Alana never stopped. It wasn’t that I didn’t still feel wildly drawn to Liam. It was that there was no room in my life for distractions.
“If you’re not careful, you might not have any friends left !” she yelled after me as I disappeared behind a papier-mâché bust of a deformed alien. I almost reached out and punched that stupid warped head for staring at me like I was the weird one.
I wandered aimlessly until I found myself in the least populated corner of the cafeteria and slumped against the wall. The sticky linoleum floor was full of dust bunnies, long-lost Cheetos fragments, and other unsanitary droppings I tried to block out.
I concentrated on my shoes instead—a useful strategy I busted out from time to time. Oh, how I loved the strappy, black-leather Calvin Klein wedge heels hugging my feet. Classics. Always loyal, always kind. These little beauties would never surprise-attack me in the middle of school, would never care more about their careers than my happiness, would never die and abandon me to a life full of more questions than answers. Wait. A scuff ?
“Damn it,” I mumbled. I tried to wipe it clean with my thumb and a little spit. But it did no good. I’d have to wait until I got home and found my Kicks Kleaner.
Just great. Here I was, stuck in the proverbial corner of life—and not just because of the ever-sticky linoleum I was sitting on. Now I didn’t even have anywhere to focus my disruptive thoughts. What, exactly, was I supposed to do? Stew in my guilt for snapping at the one person who still wanted me as her best friend? I wished I could distract myself by searching online for a new pair of shoes, but if I was caught on my cell phone I’d have more problems than I needed today. Cell phones weren’t allowed during school hours.

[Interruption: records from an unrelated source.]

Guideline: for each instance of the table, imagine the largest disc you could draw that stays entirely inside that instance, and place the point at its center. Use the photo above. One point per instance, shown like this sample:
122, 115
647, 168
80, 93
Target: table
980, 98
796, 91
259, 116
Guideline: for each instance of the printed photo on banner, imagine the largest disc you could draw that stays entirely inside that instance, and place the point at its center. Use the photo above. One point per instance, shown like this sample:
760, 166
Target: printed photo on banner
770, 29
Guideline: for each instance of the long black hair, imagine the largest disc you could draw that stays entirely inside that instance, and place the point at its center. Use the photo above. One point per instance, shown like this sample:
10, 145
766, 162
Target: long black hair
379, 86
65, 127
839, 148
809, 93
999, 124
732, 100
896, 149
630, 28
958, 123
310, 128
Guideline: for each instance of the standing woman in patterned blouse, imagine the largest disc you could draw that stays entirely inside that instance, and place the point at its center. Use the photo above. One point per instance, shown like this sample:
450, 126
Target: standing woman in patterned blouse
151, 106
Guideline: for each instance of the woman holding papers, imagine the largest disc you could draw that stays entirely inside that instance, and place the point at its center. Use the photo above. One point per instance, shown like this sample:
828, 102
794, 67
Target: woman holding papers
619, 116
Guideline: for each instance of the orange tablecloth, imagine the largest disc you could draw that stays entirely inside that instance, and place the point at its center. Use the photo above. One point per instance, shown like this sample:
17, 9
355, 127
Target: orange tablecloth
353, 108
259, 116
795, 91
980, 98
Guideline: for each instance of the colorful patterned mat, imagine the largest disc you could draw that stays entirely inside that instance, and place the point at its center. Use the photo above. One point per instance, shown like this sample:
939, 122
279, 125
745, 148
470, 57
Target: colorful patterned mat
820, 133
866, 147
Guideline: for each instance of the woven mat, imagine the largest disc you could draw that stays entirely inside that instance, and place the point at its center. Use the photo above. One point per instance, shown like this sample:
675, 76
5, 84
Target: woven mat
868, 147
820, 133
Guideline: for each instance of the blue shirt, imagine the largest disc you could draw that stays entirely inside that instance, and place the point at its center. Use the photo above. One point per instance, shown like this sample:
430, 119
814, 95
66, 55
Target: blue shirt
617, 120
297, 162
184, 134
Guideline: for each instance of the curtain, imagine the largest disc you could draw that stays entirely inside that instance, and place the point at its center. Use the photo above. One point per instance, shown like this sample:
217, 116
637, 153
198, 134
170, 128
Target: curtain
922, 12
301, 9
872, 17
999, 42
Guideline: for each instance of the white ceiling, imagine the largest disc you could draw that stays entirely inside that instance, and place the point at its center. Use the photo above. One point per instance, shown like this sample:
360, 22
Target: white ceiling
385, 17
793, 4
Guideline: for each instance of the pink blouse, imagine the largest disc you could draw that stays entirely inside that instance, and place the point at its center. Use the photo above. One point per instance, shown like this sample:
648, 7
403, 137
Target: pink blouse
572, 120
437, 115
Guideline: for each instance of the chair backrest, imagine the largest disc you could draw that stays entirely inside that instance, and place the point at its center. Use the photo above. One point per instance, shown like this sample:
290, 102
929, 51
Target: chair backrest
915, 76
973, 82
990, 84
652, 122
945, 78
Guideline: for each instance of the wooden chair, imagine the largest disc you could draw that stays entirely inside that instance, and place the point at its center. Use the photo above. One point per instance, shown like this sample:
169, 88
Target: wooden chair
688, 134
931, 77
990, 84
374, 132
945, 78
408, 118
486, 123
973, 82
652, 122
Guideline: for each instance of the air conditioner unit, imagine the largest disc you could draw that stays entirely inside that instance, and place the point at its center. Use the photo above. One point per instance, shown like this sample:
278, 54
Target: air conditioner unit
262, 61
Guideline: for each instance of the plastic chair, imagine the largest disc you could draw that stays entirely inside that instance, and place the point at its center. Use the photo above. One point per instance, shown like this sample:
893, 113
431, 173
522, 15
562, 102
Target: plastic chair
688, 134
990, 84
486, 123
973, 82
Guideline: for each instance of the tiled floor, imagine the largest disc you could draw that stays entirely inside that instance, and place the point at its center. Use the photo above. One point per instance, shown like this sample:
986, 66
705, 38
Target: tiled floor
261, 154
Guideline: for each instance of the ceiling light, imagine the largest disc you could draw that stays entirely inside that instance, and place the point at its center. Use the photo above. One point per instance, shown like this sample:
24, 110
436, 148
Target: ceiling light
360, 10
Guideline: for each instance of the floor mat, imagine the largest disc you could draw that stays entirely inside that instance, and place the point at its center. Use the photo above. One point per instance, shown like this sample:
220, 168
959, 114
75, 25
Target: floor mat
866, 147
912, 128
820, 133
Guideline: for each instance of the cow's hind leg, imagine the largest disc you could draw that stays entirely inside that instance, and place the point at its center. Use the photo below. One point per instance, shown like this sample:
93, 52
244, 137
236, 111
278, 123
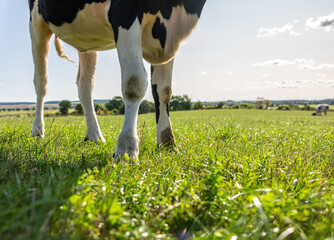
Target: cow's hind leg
162, 92
85, 82
40, 39
134, 85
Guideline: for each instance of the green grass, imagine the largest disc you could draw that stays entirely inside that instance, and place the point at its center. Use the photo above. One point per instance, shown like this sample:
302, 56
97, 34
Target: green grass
245, 173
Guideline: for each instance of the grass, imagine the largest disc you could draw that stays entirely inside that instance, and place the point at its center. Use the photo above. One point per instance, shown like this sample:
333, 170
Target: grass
239, 174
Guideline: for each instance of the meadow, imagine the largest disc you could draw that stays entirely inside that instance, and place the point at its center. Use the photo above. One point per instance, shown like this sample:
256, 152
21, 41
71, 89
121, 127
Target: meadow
238, 174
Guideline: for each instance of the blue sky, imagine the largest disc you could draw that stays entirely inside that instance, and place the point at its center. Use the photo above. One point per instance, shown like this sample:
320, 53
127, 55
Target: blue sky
240, 50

Taking my chances of making eye contact with someone, I looked straight ahead. I still had to find another piece of art that “appealed” to me so I could finish my assignment. But I didn’t want to get up.
I hoped I could see something worth looking at from here. Something that wouldn’t inspire thoughts of death, betrayal, or scuffed shoes.
About twenty feet away I noticed a black-and-white charcoal drawing. It was a sketch of a young girl with long, straight hair parted down the middle. It was really well done. Perhaps a little too well done for this bush-league art fair. I stood and wiped stray guck off my red skinny jeans and made a beeline for it.
This had to be some kind of egotistical-Freudian-thought-processing-dysfunction, because as I got nearer, that girl in the sketch started to look a hell of a lot like me. Slightly upturned nose. Dimple in the left cheek. Long neck. What the H?
Who put this here?
In the bottom right corner of the picture, old-fashioned, scrolly letters read:
Love, D. S.
Who was that?
And now that I was up close, there was something very disturbing about this sketch. It wasn’t just her face, it was the tattoo on her arm. A winged demon screeching at me, threatening to tear me apart. I’d seen that exact tattoo before on Charlie LeMarq.
Oh no. The world suddenly went fuzzy and dark, like I was seeing things through stained glass. I scanned the room for the nearest escape to fresh air, and instead of finding a clearly marked exit, I found another face that took the last of my breath away. Across the crowd, stood a man with a goatee who looked a lot like Detective Martinez.
A falling sensation rushed over me, and a sickening crack echoed through my skull.
“Ruby, can you hear me?” A raspy male voice lingered above.